What does Traction look like? Slack CEO Stewart Butterfield showed us last November at DEMO Fall, where he shared some slides on Slack’s incredible growth. Slack is a communications tool for teams with more than 300,000 active users. It is growing so fast that it was able to raise $120 million from Google Ventures, Kleiner Perkins, Andreessen Horowitz and others just before Butterfield appeared onstage.
Slack is a communication tool for teams, where everyone can chat privately, share files, and tap into other systems like Dropbox and Zendesk. But in order to grow, Slack needs to convince a whole team to use its product. “In terms of traction,” notes Butterfield in the video, “conversion was all about getting a whole team to convert instead of an individual. Usually there is one crankypants who could veto [adoption].”
Slack’s traction slides don’t look like smooth growth curves. Rather they show step functions of growth. Even when you look at activity at the level of an individual company, it usually starts with a trial period with nothing much happening, and then all of a sudden it pops and everyone is using it. For instance, here is the activity for one of Slack’s customers, an online media company:
And here is another customer traction chart:
I’ve embedded Stewart’s entire presentation at the bottom of this post.
Slack’s growth looks anemic at first, and then it just goes gangbusters because once a team is committed everyone has to get on Slack to keep up with what is going on at their company. For Slack, the key was to understand their conversion metrics. As noted in this recent article on Slack at First Round Review, “From 0 to $1B – Slack’s Founder Shares Their Epic Launch Strategy,” the key is to know your company’s “magic number.” Excerpt:
Know Your Magic Number and What Your Metrics Mean
There are industry-standard numbers, no doubt. But at the end of the day, only you can really determine your company’s magic numbers — the numbers that shed light on who is really using your product (and how you can get them to keep using it).
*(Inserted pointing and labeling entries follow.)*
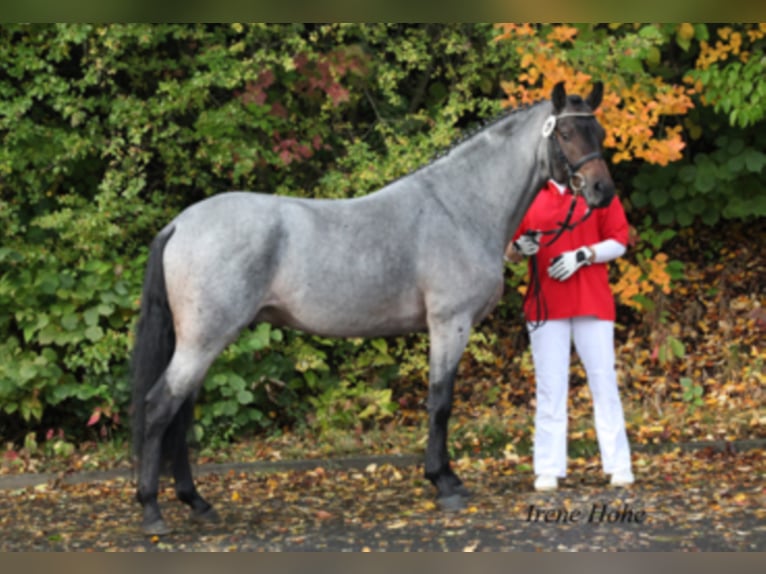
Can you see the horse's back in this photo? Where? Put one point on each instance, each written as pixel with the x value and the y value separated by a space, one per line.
pixel 331 267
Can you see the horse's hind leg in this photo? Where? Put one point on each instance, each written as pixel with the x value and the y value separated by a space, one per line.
pixel 186 491
pixel 177 386
pixel 448 341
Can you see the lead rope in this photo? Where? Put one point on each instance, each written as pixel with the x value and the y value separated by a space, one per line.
pixel 534 290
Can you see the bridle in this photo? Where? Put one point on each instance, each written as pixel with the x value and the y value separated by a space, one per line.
pixel 575 179
pixel 577 183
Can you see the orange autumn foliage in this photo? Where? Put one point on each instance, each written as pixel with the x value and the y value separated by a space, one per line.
pixel 631 114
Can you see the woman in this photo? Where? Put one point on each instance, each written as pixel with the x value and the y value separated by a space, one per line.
pixel 574 302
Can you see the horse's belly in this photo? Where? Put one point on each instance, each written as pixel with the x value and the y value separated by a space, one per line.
pixel 346 317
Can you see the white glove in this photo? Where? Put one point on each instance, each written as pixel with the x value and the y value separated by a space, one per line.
pixel 528 244
pixel 564 266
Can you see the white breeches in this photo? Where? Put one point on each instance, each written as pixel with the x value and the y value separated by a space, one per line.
pixel 551 349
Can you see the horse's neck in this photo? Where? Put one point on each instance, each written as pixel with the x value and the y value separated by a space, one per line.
pixel 492 178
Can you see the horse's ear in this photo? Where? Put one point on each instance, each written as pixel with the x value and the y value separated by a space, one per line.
pixel 594 99
pixel 559 97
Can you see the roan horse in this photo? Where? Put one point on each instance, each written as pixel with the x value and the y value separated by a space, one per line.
pixel 424 252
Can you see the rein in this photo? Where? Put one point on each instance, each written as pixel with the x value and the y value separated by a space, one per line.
pixel 576 183
pixel 534 290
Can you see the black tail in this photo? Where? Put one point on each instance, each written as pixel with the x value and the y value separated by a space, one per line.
pixel 154 346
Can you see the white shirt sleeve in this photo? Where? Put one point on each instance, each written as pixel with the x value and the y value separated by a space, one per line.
pixel 607 250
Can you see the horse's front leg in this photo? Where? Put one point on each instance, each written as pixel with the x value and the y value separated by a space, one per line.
pixel 448 341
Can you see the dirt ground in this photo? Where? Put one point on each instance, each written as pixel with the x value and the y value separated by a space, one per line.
pixel 693 501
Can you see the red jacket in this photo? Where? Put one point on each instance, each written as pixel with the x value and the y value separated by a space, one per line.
pixel 587 292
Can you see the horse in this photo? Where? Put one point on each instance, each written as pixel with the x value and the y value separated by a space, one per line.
pixel 424 252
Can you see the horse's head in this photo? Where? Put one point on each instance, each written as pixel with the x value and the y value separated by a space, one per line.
pixel 574 148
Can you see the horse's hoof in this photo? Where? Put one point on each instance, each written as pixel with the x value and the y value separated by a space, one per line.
pixel 207 516
pixel 461 490
pixel 452 503
pixel 156 528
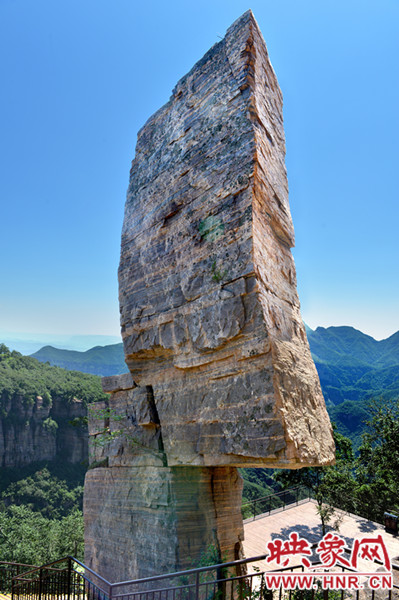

For Slack, the number is 2,000 — 2,000 messages. “Based on experience of which companies stuck with us and which didn’t, we decided that any team that has exchanged 2,000 messages in its history has tried Slack — really tried it,” Butterfield says. “For a team around 50 people that means about 10 hours’ worth of messages. For a typical team of 10 people, that’s maybe a week’s worth of messages. But it hit us that, regardless of any other factor, after 2,000 messages, 93% of those customers are still using Slack today.”
It turns out that more than 90% of people who sign up never invite anyone else or even use the service. But the people who do use the service bring so many other people in their companies onboard that the number of active users grows exponentially anyway. And that’s a beautiful thing.